Esta é a primeira vez que falo sobre esses assuntos neste blog, e faço isso porque acho importante que artistas e recém-formados (embora não exclusivamente) saibam disso. Por favor, leiam até o final, vocês não vão se arrepender.

anos 3 atrás

Me formei em 2013 na School of Visual Arts com bacharelado em Artes Computacionais. Meu principal objetivo durante aquele último ano foi aprimorar minhas habilidades em animação 3D para conseguir o máximo de trabalho possível após a formatura e, quem sabe, ser contratado por um dos estúdios mais renomados.

Criei um curta-metragem focado nos meus pontos fortes. Como animador, eu não dominava a maioria das etapas técnicas do processo 3D (modelagem, rigging, texturização, iluminação, renderização etc.), então criei um filme sobre dois peixes com cabeças enormes.
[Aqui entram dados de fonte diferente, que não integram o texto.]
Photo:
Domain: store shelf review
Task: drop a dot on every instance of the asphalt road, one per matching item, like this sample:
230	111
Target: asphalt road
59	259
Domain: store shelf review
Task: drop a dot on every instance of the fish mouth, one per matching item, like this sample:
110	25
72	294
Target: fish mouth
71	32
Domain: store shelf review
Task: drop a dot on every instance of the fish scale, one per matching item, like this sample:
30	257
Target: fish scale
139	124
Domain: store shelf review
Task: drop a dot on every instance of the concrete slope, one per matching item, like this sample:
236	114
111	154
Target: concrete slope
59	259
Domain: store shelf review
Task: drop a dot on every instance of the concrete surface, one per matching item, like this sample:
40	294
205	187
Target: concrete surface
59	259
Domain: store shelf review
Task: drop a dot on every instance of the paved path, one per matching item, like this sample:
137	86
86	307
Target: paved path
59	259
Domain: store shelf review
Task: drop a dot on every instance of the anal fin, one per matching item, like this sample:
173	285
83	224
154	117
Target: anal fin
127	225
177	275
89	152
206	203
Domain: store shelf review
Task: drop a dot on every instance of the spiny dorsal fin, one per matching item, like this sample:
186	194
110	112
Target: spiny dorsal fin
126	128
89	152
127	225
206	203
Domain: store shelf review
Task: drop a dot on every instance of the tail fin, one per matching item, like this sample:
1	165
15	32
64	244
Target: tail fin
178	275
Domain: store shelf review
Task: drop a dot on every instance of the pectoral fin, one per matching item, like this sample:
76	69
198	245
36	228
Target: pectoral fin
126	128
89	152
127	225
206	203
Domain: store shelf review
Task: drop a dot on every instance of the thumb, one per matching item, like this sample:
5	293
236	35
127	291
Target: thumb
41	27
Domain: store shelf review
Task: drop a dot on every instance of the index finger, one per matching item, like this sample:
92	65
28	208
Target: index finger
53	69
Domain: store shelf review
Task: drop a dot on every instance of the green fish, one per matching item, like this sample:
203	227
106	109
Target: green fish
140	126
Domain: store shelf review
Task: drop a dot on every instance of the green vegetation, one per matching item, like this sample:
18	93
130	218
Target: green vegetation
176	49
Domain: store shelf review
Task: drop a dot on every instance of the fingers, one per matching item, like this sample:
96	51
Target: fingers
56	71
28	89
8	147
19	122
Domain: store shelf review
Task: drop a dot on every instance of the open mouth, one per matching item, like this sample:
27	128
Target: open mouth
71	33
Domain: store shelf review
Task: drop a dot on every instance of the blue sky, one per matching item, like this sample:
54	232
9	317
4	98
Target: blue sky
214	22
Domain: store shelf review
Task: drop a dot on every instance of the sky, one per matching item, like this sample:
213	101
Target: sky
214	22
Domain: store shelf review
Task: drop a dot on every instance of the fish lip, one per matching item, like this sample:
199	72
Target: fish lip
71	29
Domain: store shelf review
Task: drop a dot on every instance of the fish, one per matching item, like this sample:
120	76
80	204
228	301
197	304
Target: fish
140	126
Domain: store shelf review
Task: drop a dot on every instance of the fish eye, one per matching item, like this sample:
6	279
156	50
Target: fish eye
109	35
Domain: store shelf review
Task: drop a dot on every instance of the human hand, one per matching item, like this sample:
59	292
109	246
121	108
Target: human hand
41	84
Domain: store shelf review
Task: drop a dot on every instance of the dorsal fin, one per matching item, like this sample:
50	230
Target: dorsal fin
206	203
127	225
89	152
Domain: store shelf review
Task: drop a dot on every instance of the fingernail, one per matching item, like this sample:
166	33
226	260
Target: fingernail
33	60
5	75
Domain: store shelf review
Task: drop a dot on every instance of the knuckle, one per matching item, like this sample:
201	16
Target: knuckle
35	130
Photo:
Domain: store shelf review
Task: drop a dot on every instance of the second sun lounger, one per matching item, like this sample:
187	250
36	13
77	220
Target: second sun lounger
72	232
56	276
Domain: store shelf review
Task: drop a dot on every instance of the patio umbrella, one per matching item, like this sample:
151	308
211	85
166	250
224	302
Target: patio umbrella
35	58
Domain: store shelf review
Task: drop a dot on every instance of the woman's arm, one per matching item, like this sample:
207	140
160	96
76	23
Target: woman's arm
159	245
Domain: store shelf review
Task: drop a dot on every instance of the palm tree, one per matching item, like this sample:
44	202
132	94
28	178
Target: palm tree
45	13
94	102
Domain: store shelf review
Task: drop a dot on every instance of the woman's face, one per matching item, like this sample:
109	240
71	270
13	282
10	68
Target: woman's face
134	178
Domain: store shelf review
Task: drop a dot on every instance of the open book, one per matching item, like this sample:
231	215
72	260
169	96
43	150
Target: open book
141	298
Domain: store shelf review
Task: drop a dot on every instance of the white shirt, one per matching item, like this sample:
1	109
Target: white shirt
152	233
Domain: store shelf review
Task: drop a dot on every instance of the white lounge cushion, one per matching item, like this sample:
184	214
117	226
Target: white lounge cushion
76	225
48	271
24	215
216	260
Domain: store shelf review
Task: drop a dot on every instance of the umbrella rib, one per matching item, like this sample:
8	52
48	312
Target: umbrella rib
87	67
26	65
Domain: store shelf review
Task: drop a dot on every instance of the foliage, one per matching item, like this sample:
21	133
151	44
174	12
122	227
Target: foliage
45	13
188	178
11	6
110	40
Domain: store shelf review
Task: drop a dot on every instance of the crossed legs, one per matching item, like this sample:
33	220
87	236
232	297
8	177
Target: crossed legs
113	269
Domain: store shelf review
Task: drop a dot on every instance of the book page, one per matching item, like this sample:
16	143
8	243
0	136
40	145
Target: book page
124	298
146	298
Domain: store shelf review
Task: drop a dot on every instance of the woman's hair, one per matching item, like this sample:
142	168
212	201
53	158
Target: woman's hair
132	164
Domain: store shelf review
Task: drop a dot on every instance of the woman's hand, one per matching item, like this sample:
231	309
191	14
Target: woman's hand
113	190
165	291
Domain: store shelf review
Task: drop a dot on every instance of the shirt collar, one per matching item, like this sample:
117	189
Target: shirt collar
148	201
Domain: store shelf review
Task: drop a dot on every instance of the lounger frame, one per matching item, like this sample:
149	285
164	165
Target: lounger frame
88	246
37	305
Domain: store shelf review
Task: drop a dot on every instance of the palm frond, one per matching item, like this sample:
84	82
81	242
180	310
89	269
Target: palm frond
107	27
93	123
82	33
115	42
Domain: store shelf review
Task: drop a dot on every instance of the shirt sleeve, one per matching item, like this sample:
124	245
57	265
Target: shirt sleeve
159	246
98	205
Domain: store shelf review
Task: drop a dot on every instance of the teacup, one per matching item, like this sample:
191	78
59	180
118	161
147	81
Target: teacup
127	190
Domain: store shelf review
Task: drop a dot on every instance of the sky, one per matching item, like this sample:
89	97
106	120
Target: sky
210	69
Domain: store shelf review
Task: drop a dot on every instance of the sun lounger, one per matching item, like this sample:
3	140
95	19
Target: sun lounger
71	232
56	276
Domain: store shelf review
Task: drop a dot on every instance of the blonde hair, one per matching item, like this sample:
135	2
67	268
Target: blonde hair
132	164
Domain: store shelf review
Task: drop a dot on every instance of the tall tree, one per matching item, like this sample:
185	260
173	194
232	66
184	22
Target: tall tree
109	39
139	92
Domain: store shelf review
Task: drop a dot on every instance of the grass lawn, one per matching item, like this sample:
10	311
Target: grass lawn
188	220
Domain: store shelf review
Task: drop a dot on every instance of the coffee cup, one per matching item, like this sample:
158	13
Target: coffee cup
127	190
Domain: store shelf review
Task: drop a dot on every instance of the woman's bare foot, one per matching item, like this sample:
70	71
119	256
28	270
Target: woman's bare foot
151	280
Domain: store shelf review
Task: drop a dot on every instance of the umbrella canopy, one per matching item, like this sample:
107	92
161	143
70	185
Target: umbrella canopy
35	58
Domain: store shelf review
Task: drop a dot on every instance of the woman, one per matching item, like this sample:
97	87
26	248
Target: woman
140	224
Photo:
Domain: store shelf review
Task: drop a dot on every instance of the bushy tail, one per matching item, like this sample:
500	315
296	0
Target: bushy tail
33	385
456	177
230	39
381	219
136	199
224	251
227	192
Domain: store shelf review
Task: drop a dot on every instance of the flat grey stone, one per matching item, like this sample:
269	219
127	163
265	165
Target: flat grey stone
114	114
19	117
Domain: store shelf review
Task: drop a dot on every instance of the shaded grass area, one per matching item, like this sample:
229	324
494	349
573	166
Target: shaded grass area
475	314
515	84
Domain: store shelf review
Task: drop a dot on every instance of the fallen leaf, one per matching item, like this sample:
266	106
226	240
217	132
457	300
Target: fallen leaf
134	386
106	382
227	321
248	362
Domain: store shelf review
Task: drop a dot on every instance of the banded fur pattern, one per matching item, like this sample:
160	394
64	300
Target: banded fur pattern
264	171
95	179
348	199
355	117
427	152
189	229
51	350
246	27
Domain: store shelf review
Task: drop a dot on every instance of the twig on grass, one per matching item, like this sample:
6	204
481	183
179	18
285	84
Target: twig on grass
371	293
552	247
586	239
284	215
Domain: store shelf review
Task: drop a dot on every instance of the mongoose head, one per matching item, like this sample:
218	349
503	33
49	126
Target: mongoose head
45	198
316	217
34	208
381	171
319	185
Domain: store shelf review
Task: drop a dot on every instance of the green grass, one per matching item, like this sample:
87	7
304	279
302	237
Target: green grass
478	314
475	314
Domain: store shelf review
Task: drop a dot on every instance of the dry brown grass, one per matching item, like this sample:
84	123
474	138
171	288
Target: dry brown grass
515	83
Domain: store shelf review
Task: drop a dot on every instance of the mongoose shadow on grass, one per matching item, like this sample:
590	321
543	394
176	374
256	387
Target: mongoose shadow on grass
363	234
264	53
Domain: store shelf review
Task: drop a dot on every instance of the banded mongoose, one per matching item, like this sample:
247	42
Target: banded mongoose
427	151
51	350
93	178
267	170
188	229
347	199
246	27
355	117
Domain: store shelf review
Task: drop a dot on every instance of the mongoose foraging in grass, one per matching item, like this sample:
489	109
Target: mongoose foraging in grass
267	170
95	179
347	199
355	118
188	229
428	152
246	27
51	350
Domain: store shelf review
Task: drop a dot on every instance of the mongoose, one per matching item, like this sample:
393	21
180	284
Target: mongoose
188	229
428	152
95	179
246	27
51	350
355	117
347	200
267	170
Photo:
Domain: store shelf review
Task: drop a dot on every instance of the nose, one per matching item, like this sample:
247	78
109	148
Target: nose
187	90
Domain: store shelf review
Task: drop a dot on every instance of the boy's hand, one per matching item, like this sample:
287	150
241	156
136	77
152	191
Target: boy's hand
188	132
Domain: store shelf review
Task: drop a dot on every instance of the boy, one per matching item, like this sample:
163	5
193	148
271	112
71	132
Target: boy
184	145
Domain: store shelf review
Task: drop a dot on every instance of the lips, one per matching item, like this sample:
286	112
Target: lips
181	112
Uma das razões para isso foi poder me ater a um único ambiente (um enorme aquário, que continha apenas objetos abstratos) e outra foi poder focar nas expressões e emoções dos meus personagens. Com cabeças tão grandes e sem pernas, dedos ou gravidade, eu teria a melhor chance de obter um bom desempenho dos meus personagens e acabei com um resultado... peça centrada no diálogo.

Sem Pixar

Descobri então que a Pixar viria à nossa escola para uma visita de recrutamento. O programa de estágio deles para aquele ano seria focado em animação, o que foi uma notícia incrível para mim, já que essa era minha principal área de interesse. Além disso, não havia muita gente interessada em animação na minha turma, então a concorrência era pequena.

Eu me candidatei para esse estágio depois de aprimorar minuciosamente meu currículo. Bobina de demonstraçãoE depois de algumas semanas, recebi a notícia: eu havia sido escolhido (junto com outros dois alunos da minha turma) para uma entrevista individual com um animador da Pixar que visitaria nossa escola. Essa seria a minha experiência mais próxima de trabalhar na Pixar.

A entrevista correu muito bem, mas algumas semanas depois descobri que não tinha conseguido o estágio.

Essa foi a primeira vez na minha vida profissional que percebi o que é depender da aprovação dos outros. A sensação de não ter controle. Não importava o quanto eu quisesse trabalhar para a Pixar, se eles não concordassem em me contratar, eu não podia mudar nada.

Sem prêmios

Meu curta-metragem ficou bom. Achei que foi um dos melhores trabalhos da turma. Sendo totalmente objetivo, claro. Então chegou o dia do anúncio dos filmes que receberiam o Prêmio de Mérito Especial. Esses prêmios são concedidos a cerca de uma dúzia de alunos com base em críticas e notas de profissionais da indústria que assistiram à exibição oficial no teatro da SVA. Embora esses prêmios sejam internos à nossa escola, eles são bastante significativos para os alunos.

Caso você ainda não tenha adivinhado, eu não recebi nenhum desses prêmios.

Provavelmente foi ainda mais difícil do que a rejeição da Pixar. A Pixar, um estúdio extremamente popular, é uma coisa. Mas a minha própria escola? Eu detestava ser tão superficial a ponto de dar tanta importância a prêmios, mas dei.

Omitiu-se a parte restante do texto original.